Next-gen performance duo share bold new front end and turbocharged 3.0-litre straight-six.
The next-generation BMW M3 and its two-door M4 sibling have been revealed in a series of images posted online ahead of their official debut tonight.
Shared on Reddit by user Avaley, the high-quality images confirm that Munich’s mechanically identical performance duo will wear the same vertically oriented front grille as the newly revealed second-generation 4 Series, rather than a variation of the G20 3 Series’ more subtle front end.

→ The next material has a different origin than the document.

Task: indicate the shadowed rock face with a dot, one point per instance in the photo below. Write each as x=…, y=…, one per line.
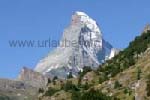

Elsewhere, significantly widened wheel arches set the M3 and M4 apart from their standard counterparts, while bespoke rear end designs incorporate a prominent downforce-enhancing diffuser, a subtle lip spoiler and a quad-exit sports exhaust. The pair also receive unique wheel designs, a contrasting roof and new bonnets with added creases for a more aggressive look.
The hotly anticipated performance sedans will use an extensively updated version of BMW’s twin-scroll turbocharged 3.0-litre straight-six engine, producing 353kW and 600Nm in entry-level form. As with the X3 M and X4 M performance SUVs, a top-rung Competition variant (which will likely be the only available option in Australia) will produce in excess of 373kW.
For the first time on an M3, four-wheel drive will become an option soon after the new cars’ launch but all forms of electrification are believed to have been vetoed. However, persistent reports suggest that they could be the final M models to be launched without some form of electrification; something made necessary by the increasing priority of meeting fleet-average CO2 targets.
There are no confirmed details about the pair’s performance, but the lighter, more powerful cars will eclipse the current M3 CS’s 0-100km/h time of 3.9sec. They will be sold with a choice of a six-speed manual gearbox or an optional eight-speed automatic, but the auto will enable better performance figures thanks to a built-in electronic launch control system.
The M3 and M4 will also benefit from the increased rigidity offered by their part-aluminium, part-high-strength steel CLAR underpinnings. This is a key reason behind BMW already making class-leading claims about the dynamic abilities of the base 3 Series. The regular car’s wider track and uprated suspension systems should also give engineers the foundations for a more dynamically capable M3 and M4.
As well as offering greater performance potential, the stiffer chassis will reduce the amount of vibration transmitted into the cabin to enhance overall refinement. It should also allow engineers to adopt softer spring rates to give the M3 and M4 a more compliant ride in their most comfortable mode, without hampering the car’s overall dynamic ability.
Inside, images show that the duo will follow in the M5’s footsteps by swapping the current dash-top infotainment screen for one that’s more tidily integrated into the dashboard. The iDrive system will retain a rotary control knob, which has been praised for its ease of use in current cars.
The duo will also gain significantly more advanced driver assist features, but former BMW sales and marketing boss Ian Robertson has hinted that most BMW models will steer clear of the full autonomous hardware suites to be used on i5 and i7 due from 2021. M models, in particular, will still possess a very driver-centric character.
It remains uncertain whether the cars will feature an active rear-wheel steering system to enhance agility and boost high-speed stability. Although it is under consideration, the business case for developing the system for the M3 and M4 only is believed to be under debate. If the hardware does make the cut and is fitted to the super-saloon, it will not then be rolled out the standard 3 Series and 4 Series.